Operations 6 min read

Mastering Sparse Files on Linux: Detect, Compress, and Transfer Huge Logs Efficiently

Learn how to recognize Linux sparse files, use commands like du, ls, tar, and find to accurately assess their true disk usage, and efficiently copy or compress massive log files without consuming unnecessary space.

Efficient Ops

Jun 29, 2022

Mastering Sparse Files on Linux: Detect, Compress, and Transfer Huge Logs Efficiently

Yesterday a developer asked me to retrieve a log file.
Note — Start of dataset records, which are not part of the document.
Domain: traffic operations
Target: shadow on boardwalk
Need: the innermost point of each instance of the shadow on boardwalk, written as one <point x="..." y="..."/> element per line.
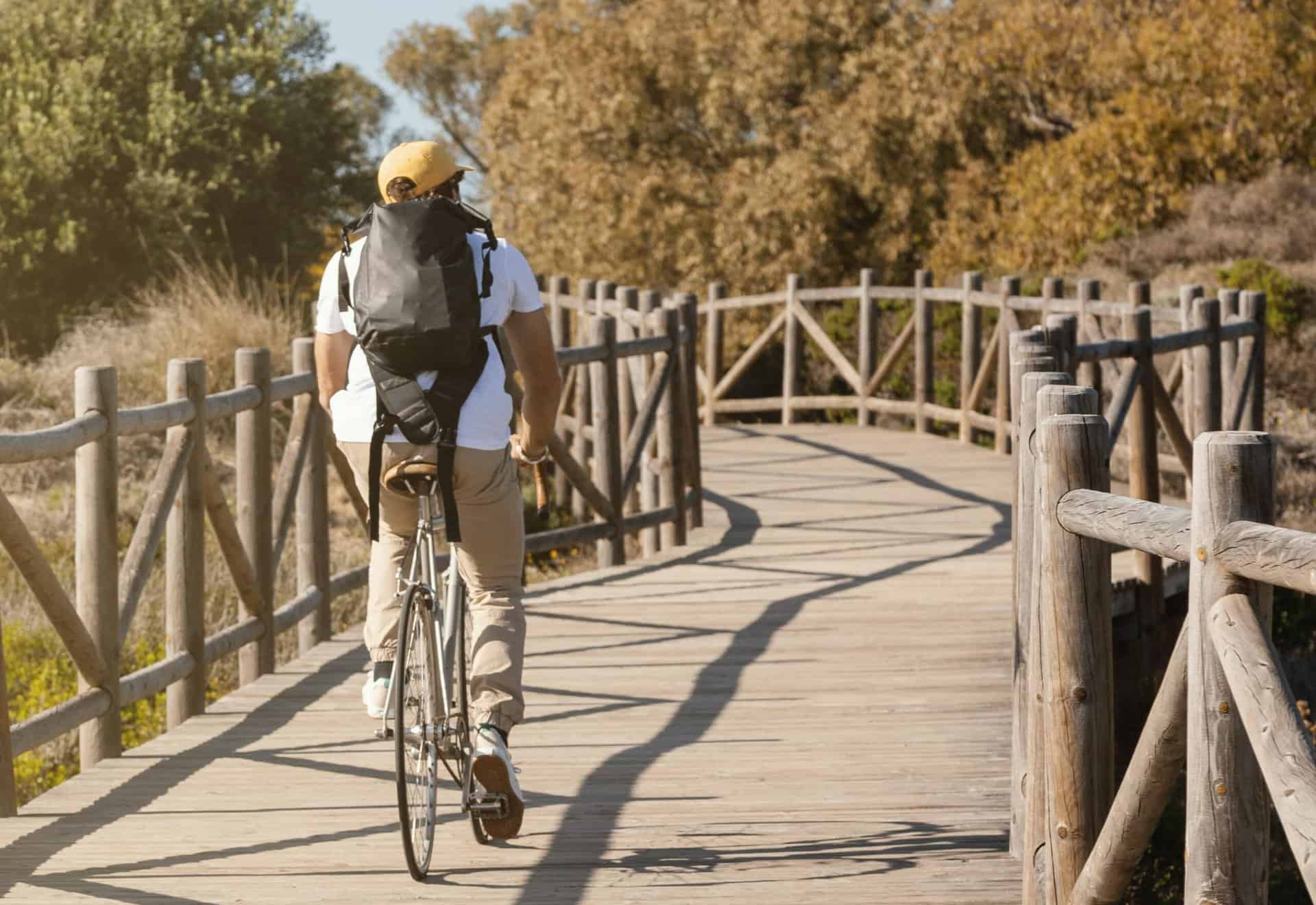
<point x="581" y="846"/>
<point x="572" y="859"/>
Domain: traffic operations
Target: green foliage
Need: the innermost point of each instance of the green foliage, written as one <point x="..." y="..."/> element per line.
<point x="138" y="129"/>
<point x="40" y="674"/>
<point x="1286" y="299"/>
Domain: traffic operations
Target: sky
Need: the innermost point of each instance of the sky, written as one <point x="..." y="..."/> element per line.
<point x="358" y="31"/>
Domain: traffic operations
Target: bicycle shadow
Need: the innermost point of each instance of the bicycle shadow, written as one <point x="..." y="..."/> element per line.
<point x="563" y="873"/>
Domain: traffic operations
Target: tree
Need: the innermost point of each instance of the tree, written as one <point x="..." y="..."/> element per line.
<point x="666" y="144"/>
<point x="452" y="74"/>
<point x="143" y="128"/>
<point x="1149" y="100"/>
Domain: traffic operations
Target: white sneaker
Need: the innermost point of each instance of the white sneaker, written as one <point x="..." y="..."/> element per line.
<point x="376" y="695"/>
<point x="493" y="769"/>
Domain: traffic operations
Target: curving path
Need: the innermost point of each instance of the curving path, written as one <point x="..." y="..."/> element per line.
<point x="808" y="703"/>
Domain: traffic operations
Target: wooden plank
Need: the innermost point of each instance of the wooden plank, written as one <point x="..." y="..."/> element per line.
<point x="1044" y="394"/>
<point x="1148" y="784"/>
<point x="792" y="349"/>
<point x="150" y="527"/>
<point x="848" y="372"/>
<point x="644" y="426"/>
<point x="184" y="555"/>
<point x="892" y="355"/>
<point x="1127" y="522"/>
<point x="154" y="419"/>
<point x="607" y="445"/>
<point x="699" y="654"/>
<point x="289" y="479"/>
<point x="1276" y="729"/>
<point x="313" y="511"/>
<point x="53" y="442"/>
<point x="971" y="354"/>
<point x="1121" y="400"/>
<point x="230" y="542"/>
<point x="1228" y="820"/>
<point x="61" y="719"/>
<point x="1170" y="422"/>
<point x="1077" y="642"/>
<point x="923" y="358"/>
<point x="50" y="595"/>
<point x="97" y="558"/>
<point x="156" y="678"/>
<point x="252" y="370"/>
<point x="1267" y="554"/>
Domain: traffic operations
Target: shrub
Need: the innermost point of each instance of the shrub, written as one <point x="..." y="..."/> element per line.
<point x="1286" y="298"/>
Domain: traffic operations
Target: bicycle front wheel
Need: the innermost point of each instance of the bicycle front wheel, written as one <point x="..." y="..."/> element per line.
<point x="416" y="727"/>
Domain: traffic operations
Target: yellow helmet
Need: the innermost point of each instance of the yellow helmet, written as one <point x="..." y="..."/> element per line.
<point x="426" y="163"/>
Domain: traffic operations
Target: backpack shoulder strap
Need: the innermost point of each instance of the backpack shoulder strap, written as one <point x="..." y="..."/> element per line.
<point x="358" y="226"/>
<point x="344" y="285"/>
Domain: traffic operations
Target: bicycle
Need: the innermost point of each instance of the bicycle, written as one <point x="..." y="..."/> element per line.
<point x="430" y="679"/>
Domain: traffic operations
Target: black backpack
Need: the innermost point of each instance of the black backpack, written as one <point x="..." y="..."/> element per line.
<point x="417" y="308"/>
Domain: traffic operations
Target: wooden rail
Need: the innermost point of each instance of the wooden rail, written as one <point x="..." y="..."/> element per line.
<point x="1136" y="359"/>
<point x="1223" y="711"/>
<point x="640" y="363"/>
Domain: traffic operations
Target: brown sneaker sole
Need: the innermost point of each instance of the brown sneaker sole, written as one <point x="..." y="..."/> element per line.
<point x="491" y="774"/>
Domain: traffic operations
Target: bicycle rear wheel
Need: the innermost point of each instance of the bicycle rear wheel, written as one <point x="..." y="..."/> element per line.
<point x="462" y="699"/>
<point x="416" y="729"/>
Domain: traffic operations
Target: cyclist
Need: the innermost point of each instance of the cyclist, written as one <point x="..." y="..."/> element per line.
<point x="485" y="483"/>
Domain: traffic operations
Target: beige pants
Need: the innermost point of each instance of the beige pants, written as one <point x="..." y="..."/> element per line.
<point x="490" y="559"/>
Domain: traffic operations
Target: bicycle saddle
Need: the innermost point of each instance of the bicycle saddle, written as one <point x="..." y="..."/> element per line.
<point x="412" y="478"/>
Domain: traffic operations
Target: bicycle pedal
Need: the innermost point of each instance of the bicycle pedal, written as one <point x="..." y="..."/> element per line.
<point x="490" y="807"/>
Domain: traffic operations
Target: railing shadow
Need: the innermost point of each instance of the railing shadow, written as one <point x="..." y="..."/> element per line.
<point x="563" y="872"/>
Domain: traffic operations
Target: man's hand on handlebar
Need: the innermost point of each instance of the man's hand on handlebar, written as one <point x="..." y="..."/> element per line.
<point x="526" y="454"/>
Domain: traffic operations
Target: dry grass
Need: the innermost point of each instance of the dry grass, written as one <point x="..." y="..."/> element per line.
<point x="1269" y="219"/>
<point x="204" y="312"/>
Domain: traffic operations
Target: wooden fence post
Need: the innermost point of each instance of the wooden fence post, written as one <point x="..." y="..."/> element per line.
<point x="561" y="326"/>
<point x="923" y="358"/>
<point x="1088" y="291"/>
<point x="868" y="343"/>
<point x="712" y="349"/>
<point x="628" y="300"/>
<point x="649" y="537"/>
<point x="313" y="507"/>
<point x="690" y="387"/>
<point x="583" y="408"/>
<point x="1254" y="408"/>
<point x="1228" y="814"/>
<point x="1062" y="333"/>
<point x="607" y="438"/>
<point x="792" y="349"/>
<point x="1037" y="403"/>
<point x="1027" y="357"/>
<point x="1145" y="485"/>
<point x="97" y="512"/>
<point x="1228" y="350"/>
<point x="1207" y="403"/>
<point x="8" y="790"/>
<point x="672" y="485"/>
<point x="1186" y="295"/>
<point x="1074" y="575"/>
<point x="605" y="291"/>
<point x="252" y="369"/>
<point x="971" y="350"/>
<point x="1010" y="286"/>
<point x="184" y="550"/>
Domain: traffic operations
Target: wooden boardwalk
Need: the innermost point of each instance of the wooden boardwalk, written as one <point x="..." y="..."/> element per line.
<point x="808" y="703"/>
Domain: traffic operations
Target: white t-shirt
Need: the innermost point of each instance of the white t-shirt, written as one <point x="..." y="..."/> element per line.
<point x="487" y="415"/>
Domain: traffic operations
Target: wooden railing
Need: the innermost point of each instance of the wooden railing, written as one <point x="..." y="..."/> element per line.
<point x="646" y="479"/>
<point x="1217" y="366"/>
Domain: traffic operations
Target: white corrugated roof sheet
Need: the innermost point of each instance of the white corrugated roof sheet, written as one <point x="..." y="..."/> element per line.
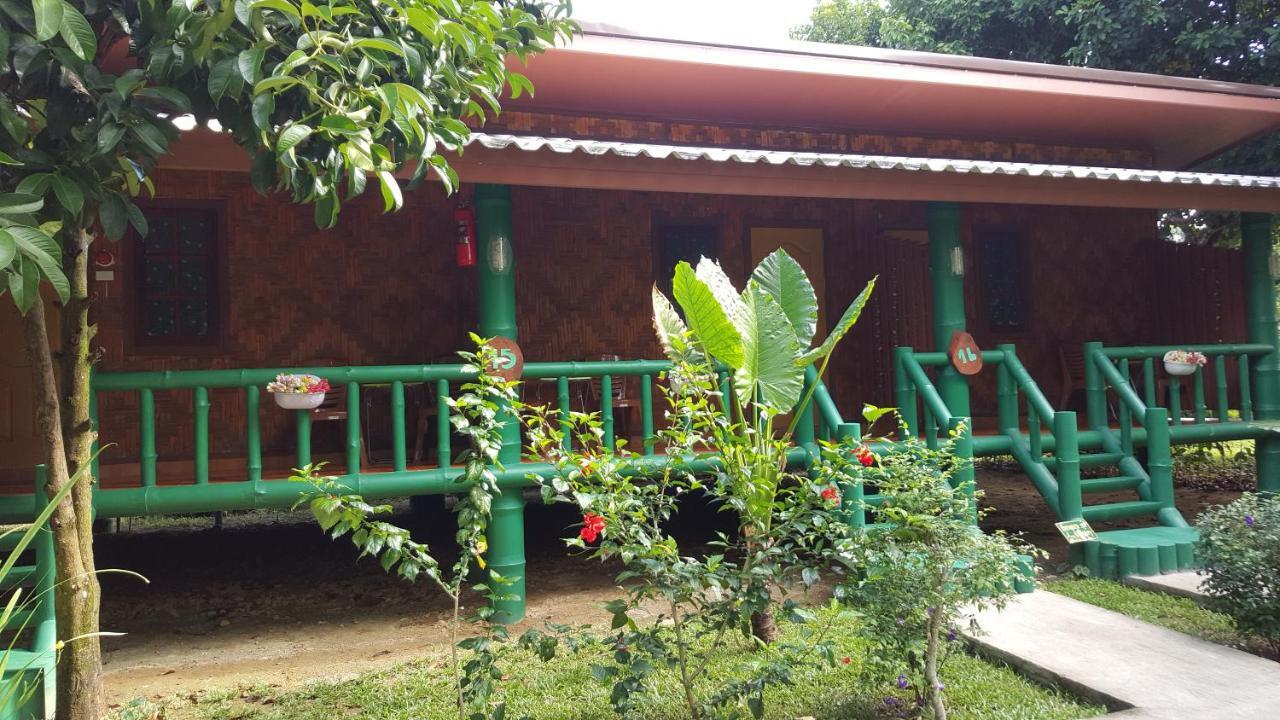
<point x="566" y="145"/>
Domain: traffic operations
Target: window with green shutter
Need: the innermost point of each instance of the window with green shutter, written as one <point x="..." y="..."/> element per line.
<point x="177" y="278"/>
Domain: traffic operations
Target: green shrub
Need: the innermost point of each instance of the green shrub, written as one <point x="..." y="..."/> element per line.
<point x="1240" y="548"/>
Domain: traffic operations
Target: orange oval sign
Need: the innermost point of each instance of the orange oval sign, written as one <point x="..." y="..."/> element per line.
<point x="964" y="354"/>
<point x="510" y="360"/>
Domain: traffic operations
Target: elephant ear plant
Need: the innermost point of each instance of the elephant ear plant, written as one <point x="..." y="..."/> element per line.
<point x="764" y="337"/>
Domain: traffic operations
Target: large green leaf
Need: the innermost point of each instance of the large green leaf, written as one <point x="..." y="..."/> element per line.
<point x="77" y="33"/>
<point x="768" y="374"/>
<point x="46" y="255"/>
<point x="705" y="317"/>
<point x="672" y="331"/>
<point x="842" y="327"/>
<point x="49" y="18"/>
<point x="785" y="279"/>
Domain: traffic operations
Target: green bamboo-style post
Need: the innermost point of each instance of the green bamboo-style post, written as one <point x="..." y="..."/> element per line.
<point x="1095" y="390"/>
<point x="607" y="410"/>
<point x="904" y="392"/>
<point x="1260" y="301"/>
<point x="853" y="492"/>
<point x="443" y="431"/>
<point x="200" y="404"/>
<point x="302" y="424"/>
<point x="647" y="414"/>
<point x="400" y="454"/>
<point x="1224" y="406"/>
<point x="946" y="277"/>
<point x="1070" y="502"/>
<point x="497" y="285"/>
<point x="565" y="409"/>
<point x="353" y="438"/>
<point x="252" y="437"/>
<point x="1246" y="391"/>
<point x="147" y="438"/>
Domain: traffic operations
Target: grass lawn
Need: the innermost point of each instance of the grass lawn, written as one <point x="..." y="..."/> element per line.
<point x="1182" y="614"/>
<point x="563" y="689"/>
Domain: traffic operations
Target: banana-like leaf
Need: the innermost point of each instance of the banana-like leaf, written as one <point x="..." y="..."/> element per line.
<point x="842" y="327"/>
<point x="705" y="317"/>
<point x="786" y="281"/>
<point x="672" y="332"/>
<point x="713" y="276"/>
<point x="768" y="374"/>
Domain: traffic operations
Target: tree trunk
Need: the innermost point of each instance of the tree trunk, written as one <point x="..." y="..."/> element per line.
<point x="77" y="595"/>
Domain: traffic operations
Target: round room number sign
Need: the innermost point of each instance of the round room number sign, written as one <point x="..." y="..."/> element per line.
<point x="964" y="354"/>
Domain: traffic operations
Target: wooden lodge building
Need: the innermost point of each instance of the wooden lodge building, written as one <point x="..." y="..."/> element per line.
<point x="1033" y="188"/>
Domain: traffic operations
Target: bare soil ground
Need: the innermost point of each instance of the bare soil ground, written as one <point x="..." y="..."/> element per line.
<point x="270" y="600"/>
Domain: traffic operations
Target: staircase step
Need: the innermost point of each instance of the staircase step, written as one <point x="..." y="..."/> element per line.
<point x="1110" y="484"/>
<point x="1142" y="551"/>
<point x="1089" y="460"/>
<point x="1120" y="510"/>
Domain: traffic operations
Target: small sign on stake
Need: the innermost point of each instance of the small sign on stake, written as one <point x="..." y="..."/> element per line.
<point x="1077" y="531"/>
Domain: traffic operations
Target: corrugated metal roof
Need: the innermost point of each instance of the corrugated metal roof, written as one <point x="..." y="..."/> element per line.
<point x="566" y="145"/>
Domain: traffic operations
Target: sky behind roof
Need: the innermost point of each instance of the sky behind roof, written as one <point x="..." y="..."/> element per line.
<point x="703" y="19"/>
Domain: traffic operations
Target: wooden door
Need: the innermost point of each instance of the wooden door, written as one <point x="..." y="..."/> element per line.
<point x="805" y="246"/>
<point x="18" y="446"/>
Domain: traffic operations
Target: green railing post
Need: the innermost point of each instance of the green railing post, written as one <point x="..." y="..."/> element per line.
<point x="400" y="454"/>
<point x="946" y="277"/>
<point x="304" y="432"/>
<point x="252" y="438"/>
<point x="853" y="493"/>
<point x="1095" y="391"/>
<point x="1006" y="393"/>
<point x="353" y="438"/>
<point x="1260" y="301"/>
<point x="647" y="414"/>
<point x="1066" y="450"/>
<point x="905" y="391"/>
<point x="200" y="401"/>
<point x="497" y="285"/>
<point x="147" y="438"/>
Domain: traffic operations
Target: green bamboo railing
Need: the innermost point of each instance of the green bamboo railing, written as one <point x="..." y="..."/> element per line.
<point x="201" y="495"/>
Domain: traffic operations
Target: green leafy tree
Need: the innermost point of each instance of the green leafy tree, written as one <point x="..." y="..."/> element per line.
<point x="1234" y="41"/>
<point x="324" y="95"/>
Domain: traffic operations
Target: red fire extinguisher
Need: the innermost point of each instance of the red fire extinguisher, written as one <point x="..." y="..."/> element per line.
<point x="465" y="232"/>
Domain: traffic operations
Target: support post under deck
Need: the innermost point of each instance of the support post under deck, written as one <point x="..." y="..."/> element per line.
<point x="497" y="283"/>
<point x="946" y="277"/>
<point x="1260" y="301"/>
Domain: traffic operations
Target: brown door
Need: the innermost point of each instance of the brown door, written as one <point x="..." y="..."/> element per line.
<point x="18" y="446"/>
<point x="805" y="246"/>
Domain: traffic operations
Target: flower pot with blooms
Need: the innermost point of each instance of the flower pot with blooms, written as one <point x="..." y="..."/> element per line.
<point x="298" y="391"/>
<point x="1184" y="361"/>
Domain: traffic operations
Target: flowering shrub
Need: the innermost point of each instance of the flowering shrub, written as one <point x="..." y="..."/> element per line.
<point x="1239" y="545"/>
<point x="926" y="569"/>
<point x="297" y="383"/>
<point x="1187" y="358"/>
<point x="702" y="600"/>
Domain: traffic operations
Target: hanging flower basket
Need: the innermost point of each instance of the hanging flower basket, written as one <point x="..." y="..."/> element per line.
<point x="1184" y="361"/>
<point x="298" y="392"/>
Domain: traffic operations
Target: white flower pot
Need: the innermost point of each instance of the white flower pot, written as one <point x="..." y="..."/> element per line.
<point x="298" y="400"/>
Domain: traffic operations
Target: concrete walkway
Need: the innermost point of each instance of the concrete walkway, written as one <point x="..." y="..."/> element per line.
<point x="1182" y="584"/>
<point x="1121" y="662"/>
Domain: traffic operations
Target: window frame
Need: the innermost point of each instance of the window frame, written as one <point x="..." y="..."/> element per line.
<point x="218" y="296"/>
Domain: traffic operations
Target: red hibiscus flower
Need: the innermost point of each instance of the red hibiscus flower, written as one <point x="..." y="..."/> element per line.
<point x="865" y="456"/>
<point x="592" y="527"/>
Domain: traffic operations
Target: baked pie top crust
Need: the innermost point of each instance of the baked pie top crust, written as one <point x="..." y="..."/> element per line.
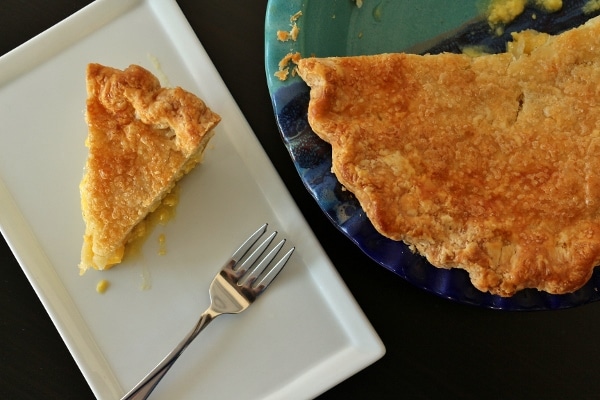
<point x="142" y="139"/>
<point x="490" y="164"/>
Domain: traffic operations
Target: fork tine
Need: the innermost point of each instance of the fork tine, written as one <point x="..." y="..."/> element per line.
<point x="251" y="259"/>
<point x="257" y="269"/>
<point x="247" y="245"/>
<point x="272" y="273"/>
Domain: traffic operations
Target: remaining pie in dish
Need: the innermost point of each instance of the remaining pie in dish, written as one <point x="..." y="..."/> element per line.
<point x="142" y="139"/>
<point x="490" y="164"/>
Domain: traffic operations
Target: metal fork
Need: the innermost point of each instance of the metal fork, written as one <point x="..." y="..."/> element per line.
<point x="235" y="287"/>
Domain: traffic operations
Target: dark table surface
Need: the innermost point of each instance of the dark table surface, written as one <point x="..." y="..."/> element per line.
<point x="436" y="349"/>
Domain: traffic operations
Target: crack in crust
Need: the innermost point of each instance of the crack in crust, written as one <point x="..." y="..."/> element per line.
<point x="488" y="164"/>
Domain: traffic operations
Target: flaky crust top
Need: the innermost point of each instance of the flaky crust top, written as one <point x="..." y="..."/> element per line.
<point x="141" y="139"/>
<point x="491" y="164"/>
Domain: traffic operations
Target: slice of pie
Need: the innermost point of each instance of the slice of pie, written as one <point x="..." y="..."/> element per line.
<point x="142" y="139"/>
<point x="491" y="164"/>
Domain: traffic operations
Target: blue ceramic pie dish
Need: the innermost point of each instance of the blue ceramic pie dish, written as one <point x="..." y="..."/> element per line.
<point x="341" y="28"/>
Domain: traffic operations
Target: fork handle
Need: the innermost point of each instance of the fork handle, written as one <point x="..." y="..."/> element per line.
<point x="143" y="389"/>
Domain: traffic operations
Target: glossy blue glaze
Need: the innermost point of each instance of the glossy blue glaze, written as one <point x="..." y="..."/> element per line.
<point x="312" y="158"/>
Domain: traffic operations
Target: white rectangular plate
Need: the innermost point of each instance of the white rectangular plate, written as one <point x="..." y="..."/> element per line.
<point x="304" y="336"/>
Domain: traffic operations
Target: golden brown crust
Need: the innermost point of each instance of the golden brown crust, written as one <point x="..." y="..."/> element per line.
<point x="490" y="164"/>
<point x="142" y="138"/>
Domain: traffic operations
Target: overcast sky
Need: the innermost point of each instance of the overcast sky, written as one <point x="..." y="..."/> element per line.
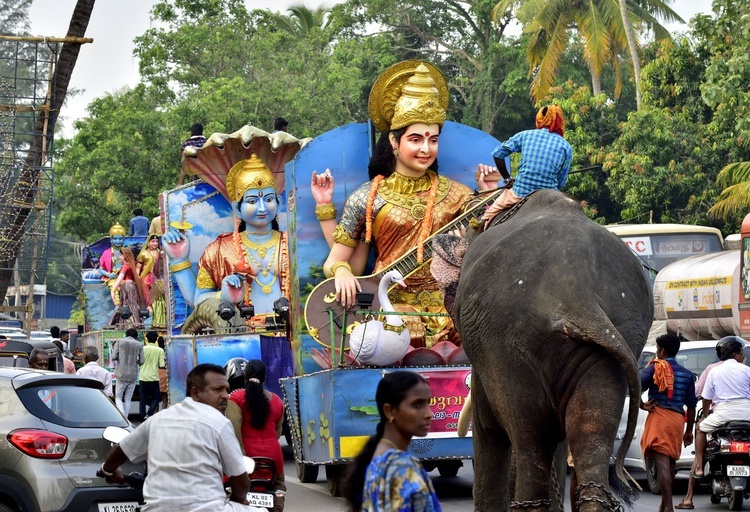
<point x="107" y="64"/>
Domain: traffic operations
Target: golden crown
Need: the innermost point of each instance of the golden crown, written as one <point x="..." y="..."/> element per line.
<point x="249" y="174"/>
<point x="406" y="93"/>
<point x="117" y="230"/>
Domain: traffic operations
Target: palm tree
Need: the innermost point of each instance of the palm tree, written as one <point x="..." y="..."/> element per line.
<point x="602" y="25"/>
<point x="25" y="188"/>
<point x="735" y="178"/>
<point x="302" y="20"/>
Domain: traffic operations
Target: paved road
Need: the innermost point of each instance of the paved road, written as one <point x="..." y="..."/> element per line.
<point x="455" y="493"/>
The server showed the log size as 9.0G, and after compression it became 744M, which seemed reasonable. However, later the developer claimed the log was actually 100G.

[root@xxxxx apps]# du -hs smartorder.log
9.0G smartorder.log

After compressing:

[root@xxxxx apps]# du -hs smartorder.log.tar.gz
744M smartorder.log.tar.gz

When I later checked the file size with ls using block size in gigabytes, it reported 103G:

[root@xxxxx apps]# ls -l --block-size=G smartorder.log
-rw-r--r-- 1 root root 103G Oct 21 09:00 smartorder.log

This discrepancy is due to the file being a sparse file, a feature of Unix-like and NTFS file systems that delays allocating disk space. Sparse files start without allocated data blocks; space is allocated only as data is written, growing in 64KB increments.

To handle sparse files efficiently, the cp command provides the --spare=WHEN option (auto, always, never). Setting it to never forces data to be written, eliminating sparseness.

Other tools that preserve sparseness include tar, cpio, and rsync. For example, using tar:

[root@bibang-server apps]# tar cSf smartorder.log.tar smartorder.log
[root@bibang-server apps]# ls -l --block-size=G smartorder.log.tar
-rw-r--r-- 1 root root 10G Oct 21 09:57 smartorder.log.tar

How to find sparse files on the system or verify if a file is sparse?

You can use find with the %S format to display the sparseness ratio (BLOCK‑SIZE*st_blocks/st_size). Values less than 1.0 indicate a sparse file.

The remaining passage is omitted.